CWU professor got creative as Cascade volcanoes rumbled

  • August 19, 2025
  • Office of Marketing and Communications

CWU Geological Sciences Professor Walter Szeliga received some well-deserved attention for his unique approach to detecting seismic activity this month when he was featured by a northern California news organization.

An August 10 report on SFGATE.com — which serves San Francisco Bay Area — highlighted Szeliga’s seismology research after significant volcanic activity was recorded on Mount Rainier and other Cascade Range volcanoes in early July.

As the article explained: “What began as a few faint tremors soon escalated into the most intense earthquake swarm ever recorded at the iconic 14,410-foot volcano in Washington state, sending over a thousand small quakes rippling through its core over the following weeks.”

The flurry of minor tremors didn't result in any sort of eruption at Mount Rainier National Park, the article continued, but scientists reported that the swarm of 1,172 seismic events likely occurred because “a minor change in the hydrothermal system caused either stress changes or fracture weakening triggering the flurry of small earthquakes.”

Szeliga employed the use of ambient piano music to help others understand what was happening under the earth’s surface. When the swarm of volcanic activity hit, he began studying incoming GPS data to look for permanent changes in geography around the mountain that would suggest there was magma coming into the volcano.

Once it was determined that an eruption was unlikely, Szeliga sought to transform the swarm into music. Over a couple of mornings, he converted the seismic wave recordings into peaceful piano notes, creating a dynamic but calming audio record of the swarm.

Specifically, Szeliga managed to make an audio map of the earthquakes’ depths and relative strengths — the lower the note, the deeper the earthquake was, with louder notes representing the most powerful quakes.

“The thing I was most interested in was how quickly the earthquakes were happening compared to how quickly they were happening during a similar swarm in 2009 and whether you could hear them sort of tailing off,” Szeliga told SFGATE.com.

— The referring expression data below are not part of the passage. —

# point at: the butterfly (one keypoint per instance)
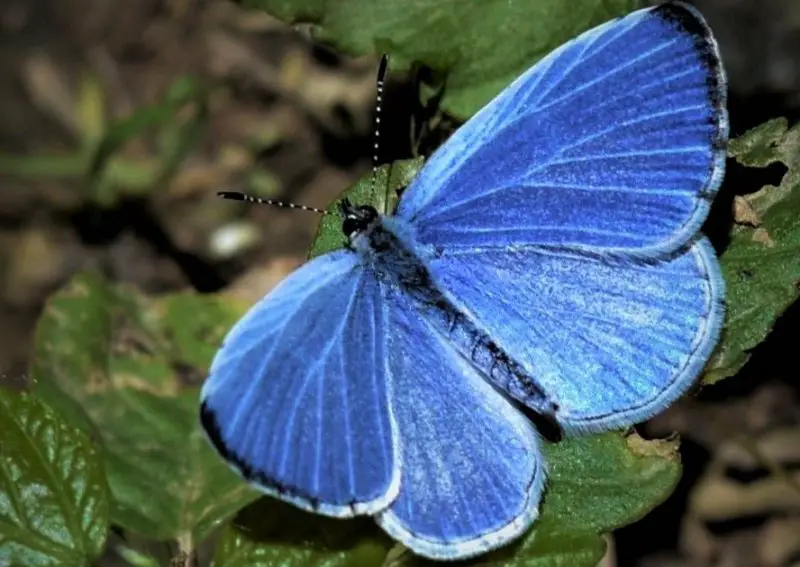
(546, 257)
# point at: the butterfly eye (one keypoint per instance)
(350, 226)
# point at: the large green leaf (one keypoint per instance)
(762, 263)
(596, 484)
(129, 369)
(480, 46)
(53, 491)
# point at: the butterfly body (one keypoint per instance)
(546, 256)
(385, 244)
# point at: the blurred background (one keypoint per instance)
(206, 96)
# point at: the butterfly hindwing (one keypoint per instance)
(612, 343)
(473, 473)
(616, 140)
(298, 396)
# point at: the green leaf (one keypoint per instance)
(454, 37)
(185, 91)
(129, 369)
(271, 533)
(596, 484)
(762, 262)
(380, 193)
(53, 491)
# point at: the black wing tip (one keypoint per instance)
(690, 21)
(685, 16)
(210, 424)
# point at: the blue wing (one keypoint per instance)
(611, 342)
(297, 399)
(615, 141)
(472, 473)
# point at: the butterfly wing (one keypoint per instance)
(560, 219)
(612, 343)
(297, 399)
(473, 473)
(615, 141)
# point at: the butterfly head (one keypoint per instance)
(357, 219)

The two tracks, both published in Szeliga's SoundCloud account, tell the tale of two very different events. The 2009 swarm sounds calmer, with more gradual crescendos and decrescendos to the volcanic activity. The 2025 track is a bit more intense — the activity never fully lets up, and there are several strings of louder notes.

Szeliga is currently working with CWU Music Professor Mark Samples to notate his earthquake tracks and create sheet music that can be played. They are making progress, although there are a few rhythms that have been hard to put on paper.

He's also researching how this endeavor could become an alternative means of presenting data to the public. He said he'll report his findings to the American Geophysical Union later this year.